Saturday, December 10, 2011

First words about wine

First words about wine

I read about wine before I drank. Falstaff, raving about "good sack, dry sack" in Henry IV, Part I told me most of what was later confirmed when I took my first taste. When Dad bought into a wine shop in the 60s, he was green as a golf course. He brought home German wines most, Bernkasteler Doktor, Kabinetts, Spatleses. I remember the way they sat on my tongue like cool silver. For a few months they served as a guiding light in what I drank.

Gradually, through a friend from England, I learned about sherries...though I never grew to like them. In the 70s I swigged primitive homemade wines (Henry's Rhubarb from Oregon was first). As my paycheck grew, so did my interest in California wines...North Coast Pinot Noir was an early favorite...then Raymond and Cakebread and Duckhorn came along. Those hefty reds weaned me of my preference for German
wines. I never drink them now. Along the way I dabbled with the idea that French wines were superior, got over that when I tasted half a dozen domestic wines that knocked me out. More later on that.

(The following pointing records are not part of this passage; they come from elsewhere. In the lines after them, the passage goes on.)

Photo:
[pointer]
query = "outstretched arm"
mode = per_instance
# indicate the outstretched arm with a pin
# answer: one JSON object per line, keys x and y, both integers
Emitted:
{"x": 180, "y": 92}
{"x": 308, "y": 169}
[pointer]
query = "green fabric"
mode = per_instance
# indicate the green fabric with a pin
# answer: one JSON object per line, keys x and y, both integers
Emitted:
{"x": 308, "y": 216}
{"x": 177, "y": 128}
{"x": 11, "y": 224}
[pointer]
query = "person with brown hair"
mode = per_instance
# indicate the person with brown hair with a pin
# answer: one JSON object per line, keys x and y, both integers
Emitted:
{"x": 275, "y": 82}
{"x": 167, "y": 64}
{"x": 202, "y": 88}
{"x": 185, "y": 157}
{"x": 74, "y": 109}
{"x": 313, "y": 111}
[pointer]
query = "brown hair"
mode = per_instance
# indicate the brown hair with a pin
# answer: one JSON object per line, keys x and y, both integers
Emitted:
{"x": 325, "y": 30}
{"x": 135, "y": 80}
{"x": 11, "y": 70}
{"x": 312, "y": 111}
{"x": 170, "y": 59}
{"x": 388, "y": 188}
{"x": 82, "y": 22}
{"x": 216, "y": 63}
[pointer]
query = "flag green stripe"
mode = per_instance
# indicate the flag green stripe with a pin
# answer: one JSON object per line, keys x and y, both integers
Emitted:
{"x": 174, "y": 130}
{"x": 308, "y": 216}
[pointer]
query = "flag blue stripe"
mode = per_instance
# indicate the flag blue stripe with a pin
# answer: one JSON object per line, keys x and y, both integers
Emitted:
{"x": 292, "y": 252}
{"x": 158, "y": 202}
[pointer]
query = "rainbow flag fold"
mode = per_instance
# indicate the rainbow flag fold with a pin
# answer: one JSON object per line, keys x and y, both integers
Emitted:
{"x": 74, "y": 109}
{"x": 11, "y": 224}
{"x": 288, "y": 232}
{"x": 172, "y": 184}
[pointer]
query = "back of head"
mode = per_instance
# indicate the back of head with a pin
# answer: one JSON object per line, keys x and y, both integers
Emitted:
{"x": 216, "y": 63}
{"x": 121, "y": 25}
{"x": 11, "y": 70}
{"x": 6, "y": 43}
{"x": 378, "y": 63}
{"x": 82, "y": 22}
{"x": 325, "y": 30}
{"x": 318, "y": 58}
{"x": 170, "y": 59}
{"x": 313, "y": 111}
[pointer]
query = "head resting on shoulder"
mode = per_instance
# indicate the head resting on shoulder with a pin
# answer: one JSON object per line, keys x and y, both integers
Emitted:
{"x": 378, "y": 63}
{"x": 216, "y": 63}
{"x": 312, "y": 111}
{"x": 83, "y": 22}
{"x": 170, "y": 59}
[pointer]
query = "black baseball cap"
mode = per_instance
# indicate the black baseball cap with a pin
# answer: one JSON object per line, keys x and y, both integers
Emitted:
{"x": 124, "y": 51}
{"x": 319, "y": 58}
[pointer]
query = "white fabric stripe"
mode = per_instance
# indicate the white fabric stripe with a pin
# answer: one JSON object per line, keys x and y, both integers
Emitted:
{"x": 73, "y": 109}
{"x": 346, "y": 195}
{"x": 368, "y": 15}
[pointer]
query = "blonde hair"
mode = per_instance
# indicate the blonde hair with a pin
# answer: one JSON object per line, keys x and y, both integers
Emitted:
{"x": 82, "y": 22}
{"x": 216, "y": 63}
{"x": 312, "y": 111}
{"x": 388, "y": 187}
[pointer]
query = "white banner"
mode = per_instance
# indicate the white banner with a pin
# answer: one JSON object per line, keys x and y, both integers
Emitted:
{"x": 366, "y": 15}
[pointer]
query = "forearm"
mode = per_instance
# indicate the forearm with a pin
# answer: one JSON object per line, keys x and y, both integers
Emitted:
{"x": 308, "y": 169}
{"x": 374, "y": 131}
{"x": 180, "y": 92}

If you read this blog more than once, you'll find me swerving from wine talk to words.
Since I mentioned Falstaff, here he is, roaring drunk and reminding us that the first
purpose of good drink is to loosen the tongue:

A good sherris sack hath a two-fold operation in it. It ascends me into the brain;
dries me there all the foolish and dull and curdy
vapours which environ it; makes it apprehensive,
quick, forgetive, full of nimble fiery and
delectable shapes, which, delivered o'er to the
voice, the tongue, which is the birth, becomes
excellent wit. The second property of your
excellent sherris is, the warming of the blood;
which, before cold and settled, left the liver
white and pale, which is the badge of pusillanimity
and cowardice; but the sherris warms it and makes
it course from the inwards to the parts extreme:
it illumineth the face, which as a beacon gives
warning to all the rest of this little kingdom,
man, to arm; and then the vital commoners and
inland petty spirits muster me all to their captain,
the heart, who, great and puffed up with this
retinue, doth any deed of courage; and this valour
comes of sherris. So that skill in the weapon is
nothing without sack, for that sets it a-work; and
learning a mere hoard of gold kept by a devil, till
sack commences it and sets it in act and use....
If I had a thousand sons, the first humane principle I
would teach them should be, to forswear thin
potations and to addict themselves to sack.